Path.opencode/skill/quality-code-check/SKILL.md
Branchmain
Scoped Name@phananhtuan09/quality-code-check

Usage

After installing, this skill will be available to your AI coding assistant.

Verify installation:

npx agent-skills-cli list

Skill Instructions


name: quality-code-check description: | Code quality validation through linting, type checking, and build verification. Multi-language support for automated quality gates.

Use when validating code quality:

  • After implementation to validate code meets standards
  • Before creating pull requests or commits
  • When debugging build/type/lint issues
  • User explicitly requests quality checks

Provides language-specific tool commands and validation workflows for:

  • JavaScript/TypeScript (ESLint, tsc, build tools)
  • Python (Ruff, MyPy, Pyright)
  • Go (golangci-lint, go build)
  • Rust (Clippy, cargo check/build)
  • Java (Gradle, Maven)

Focuses on detecting issues early through systematic automated checks.

Quality Code Check

Purpose

Establish consistent code quality standards through automated validation tools, ensuring code reliability, maintainability, and consistency.


Core Principle

Code quality validation is a safety gate that catches errors early, prevents tech debt accumulation, and ensures code meets project standards.


Quality Check Categories

1. Linting - Code Style & Best Practices

What linting detects:

  • Code style violations (indentation, spacing, naming)
  • Unused variables and imports
  • Missing error handling patterns
  • Potentially dangerous patterns
  • Code complexity issues

Language-specific tools:

  • JavaScript/TypeScript: ESLint
  • Python: Ruff, Flake8
  • Go: golangci-lint
  • Rust: Clippy
  • Java: Spotbugs, Checkstyle

Approach:

  • Run linting on all modified files
  • Auto-fix warnings when possible
  • Fix remaining errors manually
  • Minimize warnings to project standards

2. Type Checking - Type Safety

What type checking validates:

  • Type consistency
  • Function parameter and return types
  • Null/undefined safety
  • Generic type parameters

Language-specific tools:

  • TypeScript: tsc --noEmit
  • Python: MyPy, Pyright
  • Go: Compiler (built-in)
  • Rust: Compiler (built-in)
  • Java: Compiler (built-in)

Approach:

  • Enable strict type checking when available
  • Run on all modified code
  • Fix type errors before proceeding
  • Use type annotations for function signatures

3. Build Verification - Compilability & Packaging

What build checking validates:

  • Code compiles without errors
  • All imports and dependencies resolve
  • Asset bundling completes
  • Runtime entry points exist

Language-specific tools:

  • JavaScript/TypeScript: Webpack, Vite, or npm run build
  • Python: python -m py_compile or test imports
  • Go: go build ./...
  • Rust: cargo build
  • Java: Maven (mvn compile), Gradle (gradle build)

Approach:

  • Run full build after all changes complete
  • Use production build configuration when available
  • All build steps must succeed without errors

Tool Invocation

Note: Commands are examples.
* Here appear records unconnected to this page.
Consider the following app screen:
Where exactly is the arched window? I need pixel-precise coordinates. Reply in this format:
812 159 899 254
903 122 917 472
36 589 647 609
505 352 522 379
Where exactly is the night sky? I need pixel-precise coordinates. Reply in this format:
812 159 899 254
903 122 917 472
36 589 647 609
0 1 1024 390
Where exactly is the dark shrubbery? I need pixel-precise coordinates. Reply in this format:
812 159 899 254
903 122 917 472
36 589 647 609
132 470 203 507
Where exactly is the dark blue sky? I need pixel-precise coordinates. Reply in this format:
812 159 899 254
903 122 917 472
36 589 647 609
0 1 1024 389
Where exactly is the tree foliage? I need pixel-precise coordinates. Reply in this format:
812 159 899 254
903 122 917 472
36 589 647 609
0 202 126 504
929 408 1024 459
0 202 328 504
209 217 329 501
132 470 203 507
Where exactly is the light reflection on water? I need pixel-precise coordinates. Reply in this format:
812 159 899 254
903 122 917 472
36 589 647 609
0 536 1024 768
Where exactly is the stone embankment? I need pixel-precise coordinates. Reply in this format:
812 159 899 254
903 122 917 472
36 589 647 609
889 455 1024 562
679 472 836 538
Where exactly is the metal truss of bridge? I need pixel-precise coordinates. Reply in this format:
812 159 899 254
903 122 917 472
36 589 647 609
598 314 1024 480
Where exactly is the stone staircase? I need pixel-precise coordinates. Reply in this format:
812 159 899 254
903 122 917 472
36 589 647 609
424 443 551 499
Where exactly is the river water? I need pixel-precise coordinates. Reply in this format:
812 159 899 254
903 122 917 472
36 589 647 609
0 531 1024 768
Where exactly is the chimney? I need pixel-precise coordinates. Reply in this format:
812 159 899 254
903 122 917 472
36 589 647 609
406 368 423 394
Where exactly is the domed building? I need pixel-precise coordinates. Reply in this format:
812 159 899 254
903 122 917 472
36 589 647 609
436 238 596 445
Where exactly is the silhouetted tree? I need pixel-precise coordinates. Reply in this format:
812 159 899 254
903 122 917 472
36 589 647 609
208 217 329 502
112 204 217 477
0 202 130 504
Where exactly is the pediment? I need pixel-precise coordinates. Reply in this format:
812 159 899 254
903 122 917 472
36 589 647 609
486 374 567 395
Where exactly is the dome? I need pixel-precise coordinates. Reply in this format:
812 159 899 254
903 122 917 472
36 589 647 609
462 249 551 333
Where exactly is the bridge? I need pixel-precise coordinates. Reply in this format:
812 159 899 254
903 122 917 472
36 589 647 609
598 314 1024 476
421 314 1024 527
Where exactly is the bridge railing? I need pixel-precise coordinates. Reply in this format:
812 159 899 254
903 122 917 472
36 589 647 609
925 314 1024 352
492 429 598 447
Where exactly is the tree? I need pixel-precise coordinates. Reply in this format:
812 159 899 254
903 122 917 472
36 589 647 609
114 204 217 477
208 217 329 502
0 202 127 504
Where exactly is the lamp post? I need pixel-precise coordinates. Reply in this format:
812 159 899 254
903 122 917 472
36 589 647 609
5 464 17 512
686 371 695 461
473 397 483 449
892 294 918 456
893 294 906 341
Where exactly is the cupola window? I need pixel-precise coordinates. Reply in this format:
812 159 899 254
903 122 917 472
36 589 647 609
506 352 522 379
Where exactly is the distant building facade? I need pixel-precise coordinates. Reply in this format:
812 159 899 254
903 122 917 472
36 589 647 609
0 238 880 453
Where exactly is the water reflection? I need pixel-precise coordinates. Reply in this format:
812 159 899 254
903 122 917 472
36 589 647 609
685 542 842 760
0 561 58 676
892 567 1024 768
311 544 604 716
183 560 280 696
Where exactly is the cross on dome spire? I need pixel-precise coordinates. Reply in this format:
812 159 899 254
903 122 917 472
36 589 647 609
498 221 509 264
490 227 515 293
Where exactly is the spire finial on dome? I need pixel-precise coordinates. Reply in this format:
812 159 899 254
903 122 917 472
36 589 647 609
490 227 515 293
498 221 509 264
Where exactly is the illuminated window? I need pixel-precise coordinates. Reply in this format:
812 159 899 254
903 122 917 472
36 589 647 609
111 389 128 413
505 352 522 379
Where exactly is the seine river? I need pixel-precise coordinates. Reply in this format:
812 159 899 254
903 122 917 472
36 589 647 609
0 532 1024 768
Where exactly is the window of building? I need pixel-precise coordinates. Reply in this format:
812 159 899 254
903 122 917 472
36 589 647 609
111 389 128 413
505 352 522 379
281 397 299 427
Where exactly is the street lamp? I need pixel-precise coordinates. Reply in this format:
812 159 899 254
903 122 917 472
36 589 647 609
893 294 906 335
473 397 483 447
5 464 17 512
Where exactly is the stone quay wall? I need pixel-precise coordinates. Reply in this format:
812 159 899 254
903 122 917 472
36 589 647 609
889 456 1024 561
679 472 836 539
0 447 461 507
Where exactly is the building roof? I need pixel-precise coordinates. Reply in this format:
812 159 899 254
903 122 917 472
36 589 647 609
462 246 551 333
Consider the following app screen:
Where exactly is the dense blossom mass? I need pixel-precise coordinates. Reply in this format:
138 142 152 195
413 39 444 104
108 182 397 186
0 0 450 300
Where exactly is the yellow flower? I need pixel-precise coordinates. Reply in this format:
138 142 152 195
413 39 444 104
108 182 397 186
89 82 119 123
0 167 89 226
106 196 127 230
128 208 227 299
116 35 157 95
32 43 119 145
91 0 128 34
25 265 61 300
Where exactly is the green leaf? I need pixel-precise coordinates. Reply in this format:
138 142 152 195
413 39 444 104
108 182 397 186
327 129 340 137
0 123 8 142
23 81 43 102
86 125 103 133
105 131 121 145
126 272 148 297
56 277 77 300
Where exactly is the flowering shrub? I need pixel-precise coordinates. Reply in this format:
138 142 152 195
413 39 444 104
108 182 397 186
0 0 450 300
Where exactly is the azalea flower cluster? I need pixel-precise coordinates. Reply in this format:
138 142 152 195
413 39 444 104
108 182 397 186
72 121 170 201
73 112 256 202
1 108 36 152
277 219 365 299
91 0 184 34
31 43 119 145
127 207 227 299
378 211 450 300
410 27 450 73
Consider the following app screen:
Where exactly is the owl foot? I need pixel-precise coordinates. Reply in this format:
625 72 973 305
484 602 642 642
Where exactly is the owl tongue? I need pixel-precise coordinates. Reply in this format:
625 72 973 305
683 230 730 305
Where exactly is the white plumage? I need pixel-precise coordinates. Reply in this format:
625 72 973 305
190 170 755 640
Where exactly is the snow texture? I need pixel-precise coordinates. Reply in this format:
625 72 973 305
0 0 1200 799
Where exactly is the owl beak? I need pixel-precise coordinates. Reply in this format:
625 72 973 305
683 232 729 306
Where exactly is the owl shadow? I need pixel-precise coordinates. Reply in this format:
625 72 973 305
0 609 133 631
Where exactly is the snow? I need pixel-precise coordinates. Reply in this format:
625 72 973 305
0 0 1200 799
Adjust to your project's package manager, config files, and scripts.

Project Detection

Search for project type by looking for config files:

  • package.json → JavaScript/TypeScript
  • pyproject.toml or requirements.txt → Python
  • go.mod → Go
  • Cargo.toml → Rust
  • pom.xml or build.gradle → Java

Language-Specific Commands

JavaScript/TypeScript

# Check package.json scripts first
npm run lint
npx eslint . --max-warnings=0

# Type checking
npm run typecheck
npx tsc --noEmit

# Build
npm run build

Python

# Linting
ruff check .
ruff check . --fix  # auto-fix

# Type checking
mypy .
pyright

# Import check
python -c 'import your_package'

Go

# Linting
golangci-lint run
go vet ./...

# Build (includes type checking)
go build ./...

Rust

# Linting
cargo clippy -- -D warnings

# Type checking
cargo check

# Build
cargo build
cargo build --release  # production

Java

# Gradle
./gradlew check
./gradlew build

# Maven
mvn verify
mvn compile

Error Handling

Tool not found:

  • Try command, catch error
  • If not found: Skip check, notify user
  • Continue with remaining checks

Check fails:

  • Parse error output
  • Report specific violations
  • Suggest fixes based on error type
  • Retry after fixes

Validation Workflow

When to Run

  • After implementation is stable enough
  • Before creating pull requests or commits
  • When user explicitly requests
  • Incrementally during development (optional)

Quality Check Sequence

  1. Detect available tools from project configuration

    • Search for config files
    • Identify which tools are available
  2. Run linting (scoped to changed files when possible)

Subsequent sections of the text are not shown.